Title: Geology of a Stratigraphic Giant--Messla Oil Field, Libya: ABSTRACT

Author(s): Previous HitHaroldTop J. Clifford, Roger Grund, Hassan Musrati

Article Type: Meeting abstract

Abstract:

The Messla oil field is the most recent addition to the imposing list of 20 giant fields which have been discovered within the prolific Sirte basin of Libya. The field, discovered in 1971, is located in the southeastern part of the Sirte basin, approximately 40 km north of the supergiant Sarir oil field. Although in an early stage of development the field is estimated to contain approximately 3 billion bbl of original oil in place. The essential trapping mechanism is the updip truncation of the Lower Cretaceous Sarir Sandstone on a broad structural flexure.

The average oil column of approximately 100 ft (30 m) is productive from an average depth of 8,800 ft (2,640 m) over a 200-sq-km area.

The Messla field is a seismically defined stratigraphic accumulation located on the east-dipping flank of an ancestral basement high.
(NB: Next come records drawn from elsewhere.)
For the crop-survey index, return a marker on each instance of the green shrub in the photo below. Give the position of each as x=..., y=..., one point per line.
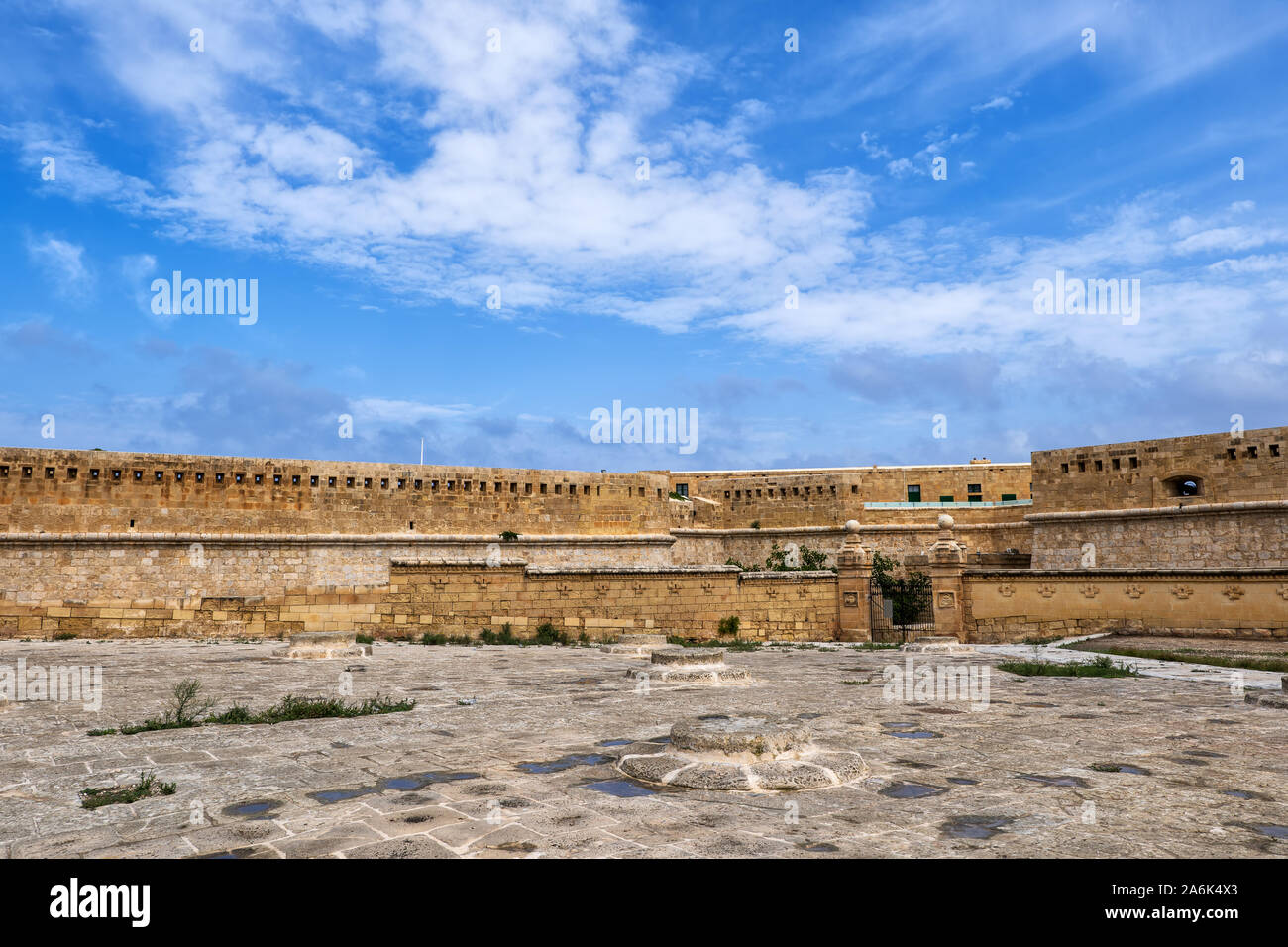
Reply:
x=147, y=785
x=549, y=634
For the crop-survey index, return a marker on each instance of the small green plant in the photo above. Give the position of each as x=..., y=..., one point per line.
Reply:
x=735, y=644
x=1099, y=668
x=438, y=638
x=292, y=707
x=503, y=637
x=1253, y=664
x=549, y=634
x=93, y=797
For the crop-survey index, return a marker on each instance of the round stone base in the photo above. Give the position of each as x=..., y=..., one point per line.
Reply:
x=636, y=646
x=741, y=754
x=938, y=644
x=1267, y=698
x=321, y=646
x=716, y=674
x=681, y=657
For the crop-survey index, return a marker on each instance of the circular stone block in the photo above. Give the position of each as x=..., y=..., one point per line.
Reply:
x=1267, y=698
x=639, y=646
x=758, y=736
x=741, y=754
x=716, y=676
x=939, y=644
x=323, y=646
x=688, y=656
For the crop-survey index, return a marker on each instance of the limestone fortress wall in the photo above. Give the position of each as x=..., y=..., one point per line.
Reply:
x=99, y=543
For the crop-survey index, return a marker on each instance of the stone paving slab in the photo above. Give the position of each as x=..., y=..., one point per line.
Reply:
x=528, y=770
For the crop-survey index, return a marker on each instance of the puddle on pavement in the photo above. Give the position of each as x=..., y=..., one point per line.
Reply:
x=914, y=735
x=228, y=853
x=256, y=809
x=1119, y=768
x=911, y=789
x=621, y=789
x=574, y=759
x=399, y=784
x=1056, y=780
x=974, y=826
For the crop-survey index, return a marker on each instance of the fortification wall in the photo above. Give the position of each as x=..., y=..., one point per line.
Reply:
x=1203, y=535
x=468, y=596
x=174, y=567
x=825, y=497
x=901, y=540
x=1132, y=474
x=101, y=491
x=1014, y=604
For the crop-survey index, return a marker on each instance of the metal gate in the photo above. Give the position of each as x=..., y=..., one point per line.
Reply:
x=909, y=615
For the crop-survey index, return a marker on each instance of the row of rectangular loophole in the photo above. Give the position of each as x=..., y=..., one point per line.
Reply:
x=296, y=479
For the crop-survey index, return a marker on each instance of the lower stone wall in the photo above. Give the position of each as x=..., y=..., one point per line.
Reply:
x=465, y=598
x=684, y=600
x=168, y=569
x=1017, y=604
x=896, y=540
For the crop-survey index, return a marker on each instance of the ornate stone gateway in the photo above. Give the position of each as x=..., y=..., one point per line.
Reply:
x=901, y=618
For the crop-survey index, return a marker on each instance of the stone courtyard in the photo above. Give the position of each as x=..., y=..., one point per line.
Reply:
x=510, y=751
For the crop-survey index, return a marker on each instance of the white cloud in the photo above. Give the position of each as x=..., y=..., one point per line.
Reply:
x=63, y=263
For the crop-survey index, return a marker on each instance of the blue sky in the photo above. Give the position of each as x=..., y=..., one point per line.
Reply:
x=518, y=167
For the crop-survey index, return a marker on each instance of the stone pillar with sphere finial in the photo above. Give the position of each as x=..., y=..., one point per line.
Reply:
x=947, y=562
x=853, y=581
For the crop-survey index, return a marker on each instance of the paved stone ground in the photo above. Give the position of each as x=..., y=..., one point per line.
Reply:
x=524, y=770
x=1176, y=671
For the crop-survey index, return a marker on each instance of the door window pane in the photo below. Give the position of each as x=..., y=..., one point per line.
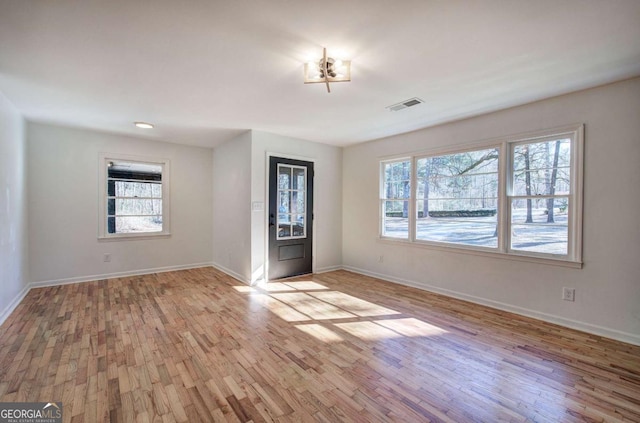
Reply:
x=292, y=182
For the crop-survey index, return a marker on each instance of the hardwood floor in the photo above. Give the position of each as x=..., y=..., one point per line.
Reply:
x=197, y=345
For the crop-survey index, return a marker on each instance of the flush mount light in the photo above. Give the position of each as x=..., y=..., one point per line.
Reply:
x=327, y=70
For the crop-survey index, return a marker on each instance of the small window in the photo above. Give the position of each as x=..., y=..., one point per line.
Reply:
x=395, y=196
x=134, y=198
x=540, y=196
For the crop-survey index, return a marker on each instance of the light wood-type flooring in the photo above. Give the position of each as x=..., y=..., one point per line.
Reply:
x=197, y=345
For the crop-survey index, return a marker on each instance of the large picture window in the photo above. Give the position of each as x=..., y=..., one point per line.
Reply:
x=518, y=196
x=134, y=197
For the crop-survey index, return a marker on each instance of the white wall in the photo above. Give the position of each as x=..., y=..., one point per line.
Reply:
x=327, y=197
x=232, y=207
x=13, y=208
x=63, y=206
x=607, y=287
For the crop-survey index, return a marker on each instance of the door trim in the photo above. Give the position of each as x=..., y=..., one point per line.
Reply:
x=268, y=156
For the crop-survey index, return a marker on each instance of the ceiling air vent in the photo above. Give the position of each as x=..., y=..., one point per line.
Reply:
x=404, y=104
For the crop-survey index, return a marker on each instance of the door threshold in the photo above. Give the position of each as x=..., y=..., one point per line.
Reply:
x=290, y=277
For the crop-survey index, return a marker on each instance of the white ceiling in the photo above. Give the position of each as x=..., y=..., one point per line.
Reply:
x=203, y=71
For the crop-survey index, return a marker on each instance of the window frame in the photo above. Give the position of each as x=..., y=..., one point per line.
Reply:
x=505, y=146
x=103, y=233
x=384, y=198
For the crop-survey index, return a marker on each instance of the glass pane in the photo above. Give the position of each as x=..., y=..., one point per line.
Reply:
x=397, y=180
x=540, y=225
x=542, y=168
x=136, y=224
x=395, y=219
x=299, y=179
x=298, y=228
x=284, y=204
x=446, y=221
x=284, y=177
x=284, y=218
x=137, y=189
x=284, y=230
x=297, y=202
x=134, y=206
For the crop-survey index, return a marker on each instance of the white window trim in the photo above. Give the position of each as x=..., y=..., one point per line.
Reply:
x=104, y=159
x=504, y=144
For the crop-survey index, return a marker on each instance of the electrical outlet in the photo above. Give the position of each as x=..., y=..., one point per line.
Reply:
x=568, y=294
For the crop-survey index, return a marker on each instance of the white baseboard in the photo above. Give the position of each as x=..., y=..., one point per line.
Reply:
x=14, y=303
x=65, y=281
x=573, y=324
x=328, y=269
x=231, y=273
x=40, y=284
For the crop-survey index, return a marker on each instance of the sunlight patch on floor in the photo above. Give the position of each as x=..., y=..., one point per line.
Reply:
x=352, y=304
x=411, y=326
x=368, y=331
x=312, y=307
x=320, y=332
x=291, y=302
x=244, y=288
x=305, y=285
x=280, y=309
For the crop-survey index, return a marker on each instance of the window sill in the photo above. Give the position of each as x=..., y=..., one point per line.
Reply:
x=483, y=253
x=133, y=237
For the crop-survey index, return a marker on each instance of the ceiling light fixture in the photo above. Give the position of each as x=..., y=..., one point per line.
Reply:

The productive unit is the Lower Cretaceous fluvial Sarir Sandstone which wedges out westward on the Precambrian basement and is truncated by a marked unconformity at the base of the capping Upper Cretaceous marine shales, which are considered to be the source rocks.

The reservoirs consist of two Sarir sandstones separated by a continuous shale bed. Porosity values average 16% and the permeability 450 md. Production as of early 1978 is in excess of 100,000 bbl/day of 40° API gravity oil with a cumulative production of 45 million bbl.